Lastly, it was discovered that the adoptive family's individual background (e.g., adoptive parents' level of educational obtainment) did not have a clear connection to the adoptee's cognitive outcome at age 11 or changes in cognitive functioning between age 6 and 11. Adoptive parents influence on children's cognition can be linked to child-rearing practices, communication and play between child and parent, and overarching institutional deprivation experiences.

=== Conclusions: Overview of Findings from the ERA Study, Inferences, and Research Implications ===
Overall, it was confirmed that early severe institutional deprivation has long-term effects and can cause deprivation-specific psychological patterns (DSPs). The DSPs researchers identified were quasi-autistic (Q-A) patterns, disinhibited attachment (DA), cognitive impairment (CI) and inattention/overactivity (I/O) because they showed strong and consistent association with institutional deprivation.

== Forms of Data Collection ==

=== Level of Development ===
At age 4 and 6, children's level of development was determined through a questionnaire given to parents using the Denver Developmental Assessment. This covered various developmental domains, such as gross and fine motor skills, language and socioemotional development.

=== Cognitive Function ===
At age 6, children's cognitive functioning was evaluated using the McCarthy Scales of Children's Abilities.

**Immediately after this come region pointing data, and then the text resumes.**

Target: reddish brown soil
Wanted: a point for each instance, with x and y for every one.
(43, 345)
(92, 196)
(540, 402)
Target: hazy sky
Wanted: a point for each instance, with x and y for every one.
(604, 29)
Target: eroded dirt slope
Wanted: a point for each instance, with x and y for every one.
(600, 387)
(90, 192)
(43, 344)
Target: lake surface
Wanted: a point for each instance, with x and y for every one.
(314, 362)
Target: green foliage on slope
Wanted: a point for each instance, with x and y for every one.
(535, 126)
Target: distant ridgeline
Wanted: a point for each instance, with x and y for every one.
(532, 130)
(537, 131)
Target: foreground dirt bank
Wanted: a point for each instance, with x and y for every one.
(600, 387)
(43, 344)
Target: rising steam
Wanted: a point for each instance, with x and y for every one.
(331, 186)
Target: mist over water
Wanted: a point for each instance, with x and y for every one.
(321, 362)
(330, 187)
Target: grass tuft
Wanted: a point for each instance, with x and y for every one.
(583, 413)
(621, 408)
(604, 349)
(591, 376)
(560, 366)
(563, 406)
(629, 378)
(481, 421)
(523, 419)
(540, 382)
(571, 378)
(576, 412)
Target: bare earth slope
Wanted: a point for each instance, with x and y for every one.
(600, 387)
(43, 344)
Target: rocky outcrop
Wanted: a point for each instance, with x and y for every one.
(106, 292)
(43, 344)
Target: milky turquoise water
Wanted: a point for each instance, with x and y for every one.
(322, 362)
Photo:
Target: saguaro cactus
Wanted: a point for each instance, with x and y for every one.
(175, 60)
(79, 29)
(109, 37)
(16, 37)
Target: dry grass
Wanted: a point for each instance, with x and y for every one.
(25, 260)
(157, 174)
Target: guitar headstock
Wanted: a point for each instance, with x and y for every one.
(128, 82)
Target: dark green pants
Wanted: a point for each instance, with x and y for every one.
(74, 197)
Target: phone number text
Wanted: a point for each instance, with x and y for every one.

At age 11, The Wechsler Intelligence Scale for Children was used.

== Media ==
In 2022, with the help of ShortCutsTV, Edmund Sonuga-Barke led the production of a film as creative role about the ERA study. While the film is under 12 minutes long, it discusses the history, overview and findings of the English and Romanian Adoptees (ERA) study. The study itself does not give any historical context of the tens of thousands of children ended up in orphanages in Romania, but the film gives a brief overview that the children who ended up in these orphanages was an outcome of the fall of the Communist Government in 1989. They also highlight that this study was the first of its kind to follow children who had early deprivation experiences from childhood into their adulthood; it is highly influential on other studies within the field of child psychiatry and developmental psychology.